We used three B*5101-restricted NANPDCKTI -specific CTL clones to test the CTL recognition of five representative gag clones. The CTL clones recognized four gag clones, which convey the wild-type B*5101-restricted epitope sequence; they also recognized IMS2-5 that had a substitution in the flanking region. None of the clones recognized the IMS4-24 clone, which had the variant sequence NSNPDCKNI in the epitope region (Fig. 3c).

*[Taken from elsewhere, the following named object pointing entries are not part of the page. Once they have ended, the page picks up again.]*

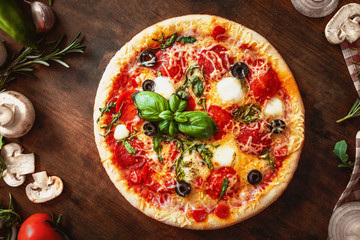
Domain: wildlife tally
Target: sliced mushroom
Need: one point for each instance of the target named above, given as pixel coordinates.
(17, 114)
(17, 164)
(44, 188)
(344, 25)
(315, 8)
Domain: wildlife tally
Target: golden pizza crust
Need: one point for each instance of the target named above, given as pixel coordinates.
(204, 24)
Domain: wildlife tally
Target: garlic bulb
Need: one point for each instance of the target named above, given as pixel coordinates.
(43, 16)
(3, 53)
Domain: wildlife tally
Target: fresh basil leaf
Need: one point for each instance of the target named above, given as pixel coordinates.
(174, 102)
(247, 113)
(158, 147)
(199, 125)
(173, 129)
(180, 117)
(197, 86)
(224, 188)
(164, 126)
(182, 95)
(128, 147)
(182, 106)
(167, 115)
(188, 39)
(340, 151)
(150, 105)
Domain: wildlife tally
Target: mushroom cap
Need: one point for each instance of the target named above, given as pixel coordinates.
(44, 188)
(24, 114)
(345, 24)
(315, 8)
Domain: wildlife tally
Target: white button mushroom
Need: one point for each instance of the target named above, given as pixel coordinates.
(344, 25)
(17, 164)
(44, 188)
(17, 114)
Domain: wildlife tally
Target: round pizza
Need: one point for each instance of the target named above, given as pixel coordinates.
(199, 122)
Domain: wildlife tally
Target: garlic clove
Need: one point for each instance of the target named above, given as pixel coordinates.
(43, 16)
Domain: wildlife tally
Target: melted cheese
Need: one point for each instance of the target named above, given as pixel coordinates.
(275, 108)
(230, 89)
(164, 86)
(121, 132)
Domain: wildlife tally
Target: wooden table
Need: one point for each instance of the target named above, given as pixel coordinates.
(63, 142)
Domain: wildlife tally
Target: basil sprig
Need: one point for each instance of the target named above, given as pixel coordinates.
(172, 117)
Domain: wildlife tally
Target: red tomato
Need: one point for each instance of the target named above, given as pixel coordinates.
(264, 87)
(208, 60)
(125, 159)
(199, 215)
(254, 139)
(222, 119)
(216, 178)
(222, 211)
(218, 32)
(34, 228)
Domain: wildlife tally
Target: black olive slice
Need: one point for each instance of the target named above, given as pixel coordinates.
(148, 59)
(149, 129)
(182, 188)
(277, 126)
(254, 177)
(149, 85)
(239, 70)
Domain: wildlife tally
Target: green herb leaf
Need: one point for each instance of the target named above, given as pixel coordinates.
(150, 105)
(340, 151)
(354, 111)
(247, 113)
(157, 147)
(173, 129)
(21, 63)
(105, 109)
(199, 125)
(224, 188)
(167, 115)
(188, 39)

A24-restricted KYKLKHIVW (wild type) specific-CTL lines did not recognize synthetic peptides of the most common sequence, KYRLKHIVW (3R mutant type), and the other variant, RYRLKHIVW (Fig. 3d). These two variants were shown to bind to the A*2402 MHC class I molecule in a binding assay (data not shown). We screened eight A24-positive individuals for the presence of CTL activities against the 3R mutant epitopes and found one individual who carried CTLs recognizing the 3R mutant peptide. A24-restricted 3R mutant-reactive CTL lines were induced from this A24-positive individual and used for the remaining experiments. The 3R mutant-reactive CTL lines recognized target cells expressing IMS1-29 and IMS4-24 gag clones, both of which carry the 3R mutant sequence, but did not recognize any other target cells expressing different variants (Fig. 3e). Interestingly, IMS4-24 with Lys (K)-to-Ser (S) mutation at position 26 outside the epitope region was less well recognized than IMS1-29. We consistently observed this phenomenon in repeated experiments (data not shown).

CTL recognition of exogenously loaded variant peptides.

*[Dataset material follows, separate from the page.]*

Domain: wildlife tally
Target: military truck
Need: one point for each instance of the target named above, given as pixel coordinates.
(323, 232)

To investigate whether the above findings of escape phenomenon from CTL killing were due to either loss of peptide binding to the MHC class I molecule or to the lack of TCR recognition, we prepared synthetic peptides that represented the variant epitopes and tested them for cross-recognition of the peptides in peptide titration assays by using the same CTL lines or clones that were used in experiments described for Fig. 3. To our surprise, A*0201-restricted CTL lines recognized the peptides of two A*0201-restricted CTL epitope variants, SVYNTVATL and SLFNTVAVL, which were not recognized by the CTLs when expressed endogenously. They recognized the SLFNTVAVL peptide less efficiently, with an SD₅₀ of >100 nM (Fig. 4a). Target cells pulsed with SLYNLVATL peptide representing clone IMS 2-5 were not cross-recognized even at a saturated concentration (10 μM) (data not shown).

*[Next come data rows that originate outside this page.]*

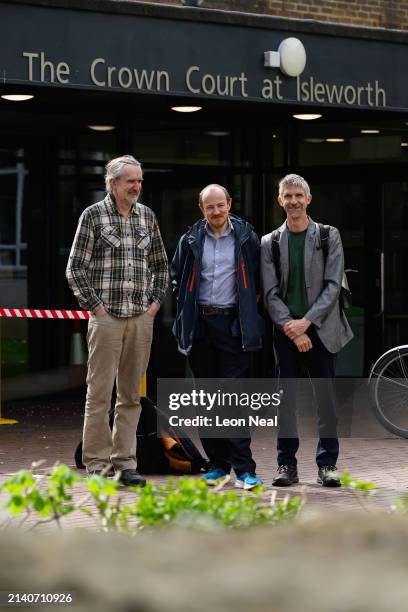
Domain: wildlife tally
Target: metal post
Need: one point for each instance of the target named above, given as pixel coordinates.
(3, 421)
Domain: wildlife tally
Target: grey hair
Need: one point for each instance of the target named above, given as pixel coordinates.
(294, 180)
(209, 187)
(114, 168)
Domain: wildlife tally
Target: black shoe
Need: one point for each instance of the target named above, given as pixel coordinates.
(107, 471)
(131, 478)
(90, 473)
(327, 476)
(286, 476)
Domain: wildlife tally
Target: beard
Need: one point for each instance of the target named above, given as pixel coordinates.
(131, 199)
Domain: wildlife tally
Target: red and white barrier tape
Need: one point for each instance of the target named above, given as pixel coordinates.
(34, 313)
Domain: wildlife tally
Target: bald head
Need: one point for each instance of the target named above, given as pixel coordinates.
(215, 203)
(213, 188)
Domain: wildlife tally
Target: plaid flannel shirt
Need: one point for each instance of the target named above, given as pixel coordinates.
(118, 262)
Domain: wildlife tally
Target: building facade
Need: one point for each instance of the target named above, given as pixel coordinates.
(108, 84)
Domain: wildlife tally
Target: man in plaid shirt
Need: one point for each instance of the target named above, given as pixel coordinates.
(118, 271)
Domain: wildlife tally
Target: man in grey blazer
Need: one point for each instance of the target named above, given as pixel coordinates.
(301, 291)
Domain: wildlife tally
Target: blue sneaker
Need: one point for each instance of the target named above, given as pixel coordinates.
(214, 476)
(247, 481)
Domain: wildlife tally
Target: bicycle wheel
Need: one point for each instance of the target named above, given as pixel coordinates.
(388, 389)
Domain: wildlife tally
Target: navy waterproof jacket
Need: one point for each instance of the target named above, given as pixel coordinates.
(185, 275)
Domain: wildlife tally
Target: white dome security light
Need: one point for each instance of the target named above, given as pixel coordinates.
(290, 57)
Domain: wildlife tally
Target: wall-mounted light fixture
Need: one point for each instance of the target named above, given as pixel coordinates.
(290, 57)
(186, 109)
(17, 97)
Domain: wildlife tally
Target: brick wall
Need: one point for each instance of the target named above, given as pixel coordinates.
(392, 14)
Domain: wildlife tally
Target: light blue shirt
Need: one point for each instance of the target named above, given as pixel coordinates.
(218, 282)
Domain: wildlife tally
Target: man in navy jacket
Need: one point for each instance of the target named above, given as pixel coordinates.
(215, 273)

FIG. 4. — Peptide titration assays. (a) Specific lysis of A*0201-matched B-LCLs pulsed with A*0201 variant peptides by A*0201-restricted CTLs at an E:T ratio of 20:1. (b) Specific lysis of A24-matched B-LCLs pulsed with 3R and its variant peptides by A24-restricted 3R mutant reactive CTLs at an E:T ratio of 20:1. (c) Specific lysis of B51-matched B-LCLs pulsed with B51 variant peptides by B51-restricted CTL clones at an E:T ratio of 2:1. The same effector and target cells were used as for Fig. 3. The percent lysis of the blank control has been subtracted.

We also obtained similar discordant results in experiments of A24-restricted CTL epitope variants. A24-restricted 3R mutant-specific CTL lines recognized peptides of three variants—KYRLKHLVW, RYRLKHLVW, and QYRLKHIVW— that were not recognized by the CTLs when they were expressed endogenously. In fact, the CTLs recognized QYRLKHIVW peptide even better than the 3R mutant peptide but did not cross-recognize the QYKLKHIVW peptide (Fig. 4b).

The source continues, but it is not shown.